En las lejanas tierras del norte vivió, hace mucho tiempo, un zar que enfermó de gravedad. Mandó llamar a los mejores médicos del reino, que le vendieron, a precios astronómicos, todos los remedios que conocían y otros nuevos que se inventaron, pero lejos de mejorar, la salud del zar empeoraba día tras día.
Le recetaron baños calientes y helados, le hicieron ingerir jarabes de eucalipto, de miel y de plantas aromáticas traídas de exóticos países en largas caravanas. Le aplicaron ungüentos, bálsamos y cataplasmas hechas con insólitos ingredientes, sin embargo, la salud del zar no mejoraba. Tan desesperado estaba el hombre, que prometió la mitad de todas sus posesiones a aquel que fuera capaz de curarlo.
La noticia se propagó rápidamente, pues las riquezas del zar eran cuantiosas, y no tardaron en llegar eminentes doctores, prestigiosos magos y notorios curanderos desde todos los rincones del planeta para intentar devolverle al zar la salud perdida. A pesar de ello, fue un humilde poeta el que aseguró:
—Yo conozco el remedio. Yo sé cuál es la medicina que curará los males del monarca: se ha de encontrar a un hombre feliz y pedirle su camisa; cuando el Zar se vista con ella, sanará.
Partieron los emisarios del zar hacia todos los confines de la Tierra, pero encontrar a un hombre feliz no es una tarea fácil. El que tenía una salud de hierro, ansiaba riquezas; el que era inmensamente rico, añoraba ser amado sinceramente; y al que amaban mucho, los achaques no lo dejaban vivir. Aquel otro se quejaba de los hijos, y el de más allá de sus vecinos, de sus parientes, de su país o de su trabajo.
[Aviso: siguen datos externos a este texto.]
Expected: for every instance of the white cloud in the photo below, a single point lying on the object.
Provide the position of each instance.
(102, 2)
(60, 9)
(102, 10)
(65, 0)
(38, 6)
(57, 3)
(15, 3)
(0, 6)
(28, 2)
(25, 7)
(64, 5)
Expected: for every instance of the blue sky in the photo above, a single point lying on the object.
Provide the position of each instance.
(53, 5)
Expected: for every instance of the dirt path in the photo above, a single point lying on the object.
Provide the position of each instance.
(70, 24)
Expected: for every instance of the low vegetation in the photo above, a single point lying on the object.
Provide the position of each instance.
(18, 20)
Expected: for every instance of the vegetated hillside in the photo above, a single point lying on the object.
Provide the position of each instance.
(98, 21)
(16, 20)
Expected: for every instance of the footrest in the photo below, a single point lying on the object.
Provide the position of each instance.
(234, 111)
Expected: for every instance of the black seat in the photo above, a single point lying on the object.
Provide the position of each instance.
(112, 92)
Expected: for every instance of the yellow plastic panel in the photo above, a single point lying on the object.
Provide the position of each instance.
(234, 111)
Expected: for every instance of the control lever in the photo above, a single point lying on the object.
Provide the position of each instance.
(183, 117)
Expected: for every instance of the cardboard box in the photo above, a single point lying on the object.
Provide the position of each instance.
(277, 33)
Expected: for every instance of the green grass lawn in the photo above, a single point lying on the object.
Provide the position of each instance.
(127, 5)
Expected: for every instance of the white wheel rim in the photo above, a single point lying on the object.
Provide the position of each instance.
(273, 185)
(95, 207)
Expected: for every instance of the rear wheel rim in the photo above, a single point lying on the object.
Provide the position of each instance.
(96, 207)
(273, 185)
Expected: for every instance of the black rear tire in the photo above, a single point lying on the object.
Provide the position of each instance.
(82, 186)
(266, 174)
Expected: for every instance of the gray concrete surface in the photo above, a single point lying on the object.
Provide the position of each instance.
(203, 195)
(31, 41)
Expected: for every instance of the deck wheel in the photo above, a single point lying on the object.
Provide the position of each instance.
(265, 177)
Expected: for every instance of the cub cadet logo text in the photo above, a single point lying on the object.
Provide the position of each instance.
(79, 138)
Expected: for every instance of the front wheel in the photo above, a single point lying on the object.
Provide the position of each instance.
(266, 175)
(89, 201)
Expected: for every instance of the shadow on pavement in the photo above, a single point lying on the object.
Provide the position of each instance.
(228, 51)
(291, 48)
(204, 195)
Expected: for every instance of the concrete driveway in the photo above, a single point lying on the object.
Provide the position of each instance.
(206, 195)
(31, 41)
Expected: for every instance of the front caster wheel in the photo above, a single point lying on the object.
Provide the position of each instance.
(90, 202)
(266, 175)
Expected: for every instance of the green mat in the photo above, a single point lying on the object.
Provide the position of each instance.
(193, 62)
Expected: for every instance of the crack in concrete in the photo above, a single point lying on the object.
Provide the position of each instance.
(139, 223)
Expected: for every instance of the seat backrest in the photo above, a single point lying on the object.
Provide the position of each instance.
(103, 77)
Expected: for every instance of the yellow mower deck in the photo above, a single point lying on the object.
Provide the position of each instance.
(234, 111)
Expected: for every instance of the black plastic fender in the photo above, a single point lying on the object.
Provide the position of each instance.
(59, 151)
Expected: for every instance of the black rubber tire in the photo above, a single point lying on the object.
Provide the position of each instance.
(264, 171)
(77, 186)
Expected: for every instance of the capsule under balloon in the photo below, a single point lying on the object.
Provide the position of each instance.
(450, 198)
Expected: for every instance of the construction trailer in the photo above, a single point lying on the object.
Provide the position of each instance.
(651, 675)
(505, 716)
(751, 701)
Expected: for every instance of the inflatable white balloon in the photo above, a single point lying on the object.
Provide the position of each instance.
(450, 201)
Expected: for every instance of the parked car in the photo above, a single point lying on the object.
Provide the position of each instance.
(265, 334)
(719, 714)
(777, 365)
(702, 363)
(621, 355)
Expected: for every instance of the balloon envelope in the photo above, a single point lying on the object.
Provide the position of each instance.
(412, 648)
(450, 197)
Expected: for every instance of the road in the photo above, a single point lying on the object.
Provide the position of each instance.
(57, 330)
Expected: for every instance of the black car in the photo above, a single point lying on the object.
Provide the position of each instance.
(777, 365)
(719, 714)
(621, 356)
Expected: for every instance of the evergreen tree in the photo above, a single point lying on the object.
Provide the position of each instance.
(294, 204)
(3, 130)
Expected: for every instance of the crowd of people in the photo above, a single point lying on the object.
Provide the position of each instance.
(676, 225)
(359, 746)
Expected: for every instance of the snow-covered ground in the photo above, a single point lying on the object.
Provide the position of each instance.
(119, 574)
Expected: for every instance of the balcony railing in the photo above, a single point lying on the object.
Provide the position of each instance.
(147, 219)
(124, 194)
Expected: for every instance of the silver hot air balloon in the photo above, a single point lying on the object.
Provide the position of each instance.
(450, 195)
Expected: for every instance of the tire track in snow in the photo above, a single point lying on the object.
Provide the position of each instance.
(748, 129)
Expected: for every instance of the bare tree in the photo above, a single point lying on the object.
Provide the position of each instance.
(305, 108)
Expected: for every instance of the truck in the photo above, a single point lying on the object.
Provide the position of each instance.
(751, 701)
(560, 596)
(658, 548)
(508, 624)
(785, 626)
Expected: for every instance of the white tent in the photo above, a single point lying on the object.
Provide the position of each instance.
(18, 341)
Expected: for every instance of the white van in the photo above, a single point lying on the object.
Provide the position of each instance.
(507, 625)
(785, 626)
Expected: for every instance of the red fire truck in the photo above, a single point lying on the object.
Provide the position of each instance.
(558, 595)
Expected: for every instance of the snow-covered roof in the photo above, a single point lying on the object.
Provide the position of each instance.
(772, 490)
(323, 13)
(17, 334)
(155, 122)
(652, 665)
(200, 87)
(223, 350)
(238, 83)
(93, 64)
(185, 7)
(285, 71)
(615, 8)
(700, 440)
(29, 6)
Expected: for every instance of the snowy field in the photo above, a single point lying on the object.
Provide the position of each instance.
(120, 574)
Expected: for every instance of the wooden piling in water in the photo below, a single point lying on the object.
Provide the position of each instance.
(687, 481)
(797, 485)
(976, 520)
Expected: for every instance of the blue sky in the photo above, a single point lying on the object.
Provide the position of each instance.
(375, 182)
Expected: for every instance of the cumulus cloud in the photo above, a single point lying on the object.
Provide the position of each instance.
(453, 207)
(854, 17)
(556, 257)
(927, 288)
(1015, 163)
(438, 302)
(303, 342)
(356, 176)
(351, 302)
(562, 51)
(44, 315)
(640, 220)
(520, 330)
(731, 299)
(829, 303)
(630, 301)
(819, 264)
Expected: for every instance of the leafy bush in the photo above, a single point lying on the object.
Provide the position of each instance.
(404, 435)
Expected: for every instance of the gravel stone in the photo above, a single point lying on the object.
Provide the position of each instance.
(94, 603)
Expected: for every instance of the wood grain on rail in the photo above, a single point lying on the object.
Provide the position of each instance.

Pasaban los días, la esperanza se perdía y la salud del zar empeoraba, hasta que, una tarde, uno de los emisarios del zar pasó junto a una pequeña choza que tenía la puerta abierta y la alegre voz de un hombre, que en el interior descansaba junto al fuego de la chimenea, llamó su atención:
—¡Qué feliz soy! Hoy me han dado una paga por mi trabajo, tengo una salud de hierro y mi familia y mis amigos me quieren mucho, ¿qué más puedo pedir?
El emisario mandó enseguida noticias al palacio diciendo que, por fin, había aparecido un hombre feliz. En el palacio se respiraba optimismo y la zarina ordenó con premura:
—Traed ahora mismo la camisa de ese hombre. ¡Decidle que a cambio de ella podrá pedir lo que quiera!
En medio de una gran algarabía, los cortesanos comenzaron a preparar una fastuosa celebración para recibir al hombre feliz; al hombre que le devolvería la salud al zar que, por fin, se recuperaría de su misterioso mal.
La ciudad entera esperaba con impaciencia a los emisarios. Vigilaban desde ventanas y caminos para ver la llegada de la comitiva real que traía el remedio para sanar a su gobernante, mas, cuando llegaron, traían las manos vacías:
—Pero, ¡¿dónde está la camisa del hombre feliz?! —apremió con impaciencia la zarina— ¡Tenemos que vestir con ella al zar para que se cure!
—Señora —contestaron compungidos los mensajeros—, el hombre feliz no tiene camisa.